Opinion
No. 26632. Department One.
December 13, 1937.
WILLS — TESTAMENTARY CAPACITY — EVIDENCE — SUFFICIENCY. A finding of due capacity to make a will, by a man about eighty years of age, is sustained by the evidence of the three witnesses to it, two of whom testified unequivocally that the testator was in his right mind and not acting under duress and the third testified that he was in his right mind and fully aware of what he was doing.
See 28 R.C.L. 86 (8 Perm. Supp. 6087).
Appeal from an order of the superior court for Pierce county, Chapman, J., entered March 8, 1937, admitting a will to probate. Affirmed.
William H. Pemberton and Charles Snyder, for appellant.
A.B. Bell, for respondent.
This is an appeal from an order of the superior court admitting a will to probate.
February 2, 1937, Fred Bernhard, then approximately eighty years of age and in failing health, executed his last will and testament, in which, after providing that his just debts and funeral expenses should be paid out of his estate and naming George Baydo as executor of the will, there was a residuary clause which gave "to George Baydo, all the rest and residue of my said property, both real and personal, and wheresoever situated." The will was signed by three persons as witnesses, one of whom was the doctor who attended the testator for about a month prior to his death, which occurred February 12, 1937.

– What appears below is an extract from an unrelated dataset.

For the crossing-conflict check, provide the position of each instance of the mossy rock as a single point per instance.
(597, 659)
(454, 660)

The supervisor of the inheritance tax and escheat division of this state objected to the probate of the will, taking the position that the will was not valid because the testator was without capacity to make it and was acting under duress. So far as it appears in the record, the testator had no heirs, and the supervisor of the inheritance tax and escheat division was seeking to have the estate escheated. The present record shows the amount of the estate to be a fifteen hundred dollar deposit in a bank.
[1] The questions raised by the supervisor were tried to the court and resulted, as above stated, in an order admitting the will to probate. Upon the trial, each of the two subscribing witnesses, other than the doctor, testified, unequivocally, that the testator, at the time the will was executed, was in his right mind and was not acting under duress or undue influence. The doctor testified as follows:
"Q. Can you say from your conversations that he was in a sane state of mind? A. He was. Q. And was fully aware of what he was doing? A. I don't think there was any doubt about it."
The evidence offered in support of the objection to the probate of the will in no sense overcomes that of the witnesses mentioned. The trial court, after hearing all the evidence offered, made this observation:
"The outstanding fact is the witnesses to the will testified he was of sound mind when he made the will and not acting under undue influence. Dr. Rummel, who attended him, was a witness to the will, and he says that the deceased was of sound mind when he made the will and knew what he was doing. In the face of that positive testimony I do not feel I would be justified in refusing the admission of the will to probate. . . ."
The questions presented are purely ones of fact, and it would serve no useful purpose to review the evidence in detail. It is sufficient to say that, after reading and considering all of the evidence, we are of the view that the trial court properly sustained the probate of the will.
The order appealed from will be affirmed.
STEINERT, C.J., HOLCOMB, GERAGHTY, and SIMPSON, JJ., concur.